Statistical analysis for marker gene studies
This tool produces several visualizations (rarefaction and rank-abundance curves and an RDA plot), and compares the diversity between groups of samples using several ANOVA-type of analyses.
It also performs indicator species analysis and contribution diversity approach.
- Method for standardizing species abundance values (total, normalize, pa, chi.square, hellinger, log) [hellinger]
This tool takes two input files: a count table that contains the counts of the identified species or operational taxonomic units (OTUs) in each sample, and a phenodata
table that describes the grouping of the samples. Statistical tests only work for datasets which contain 2-3 groups.

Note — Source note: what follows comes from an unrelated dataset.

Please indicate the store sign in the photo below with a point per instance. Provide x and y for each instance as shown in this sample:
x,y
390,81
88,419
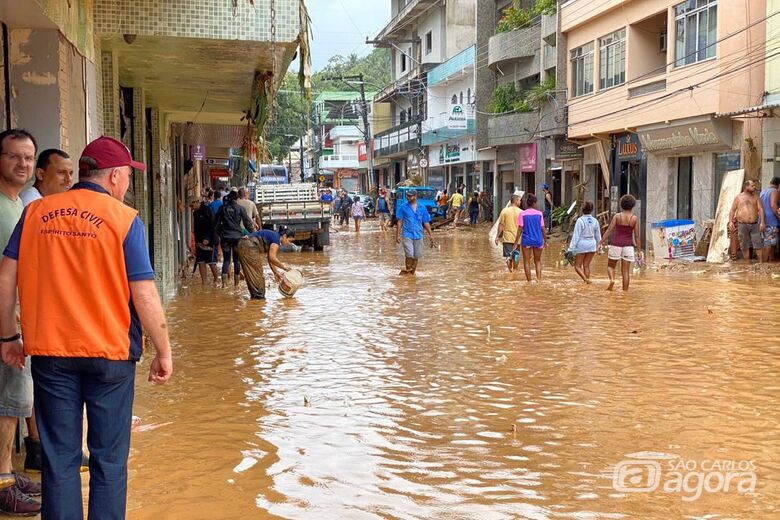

The analyses are based on the functionality of the R packages vegan, rich, biodiversityR, pegas and labdsv.
Visual data analysis
- Rarefaction curve allows you to assess how much the sampling efficiency affects the number of observed taxa or OTUs, e.g. did you sample both groups equally well?
- Rank-abundance curve displays the relative species abundances or evenness across the groups.
- Redundancy Analysis (RDA) ordination plot shows if the explanatory variable (group) explains the difference between samples.
Before running the RDA analysis, the species abundance values are standardized using the method specified by the parameter.
Statistical data analysis
- ANOVA type of statistical analyses, which compare the diversity or standardized abundance between the groups (for more information, please see the references below):
- Analysis of Molecular Variance (AMOVA). This is based on a euclidean distance matrix between sequences. Distances (or their variance, to be more exact) are partitioned according to a grouping variable
into a within group and between groups variance (this is similar to standard one-way ANOVA).
- Permutational Multivariate Analysis of Variance Using Distance Matrices.
- Multivariate homogeneity of groups dispersions (variances). The betadisper is a multivariate analogue of Levene's test for homogeneity of variances.
Non-euclidean distances between objects and group centroids are handled by reducing the original distances to principal coordinates. This procedure has been used also as a means of assessing beta diversity.
- Indicator species analysis tries to find the taxa that differentiates the groups best
- Indicator species analysis using the Dufrene-Legendre method tries to find the "species" (taxa or OTUs) that have a high specificity to a single group. Calculates the indicator value (fidelity and relative abundance) of species.
- Indicator Species Analysis Minimizing Intermediate Occurrences calculates the degree of the species being present or absent in a certain group of samples.
The analysis output consists of the following:
- rank-abundance_rarefaction_RDA.pdf: plots
- stat-results.txt: test results
Consult the R packages vegan, rich, biodiversityR, pegas and labdsv for more details about the methods.
Excoffier, L., Smouse, P. E. and Quattro, J. M. (1992) Analysis of molecular variance inferred from metric distances among DNA haplotypes: application to human mitochondrial DNA restriction data. Genetics, 131, 479-491.
Anderson, M.J. 2001. A new method for non-parametric multivariate analysis of variance. Austral Ecology, 26: 32-46.
Anderson, M.J. (2006) Distance-based tests for homogeneity of multivariate dispersions. Biometrics 62, 245-253.
Lu, H. P., Wagner, H. H. and Chen, X. Y. 2007. A contribution diversity approach to evaluate species diversity. Basic and Applied Ecology, 8, 1-12.
Dufrene, M. and Legendre, P. 1997. Species assemblages and indicator species: the need for a flexible asymmetrical approach. Ecol. Monogr. 67(3):345-366.
Aho, K., D.W. Roberts, and T.W.Weaver. 2008. Using geometric and non-geometric internal evaluators to compare eight vegetation classification methods. J. Veg. Sci. In press.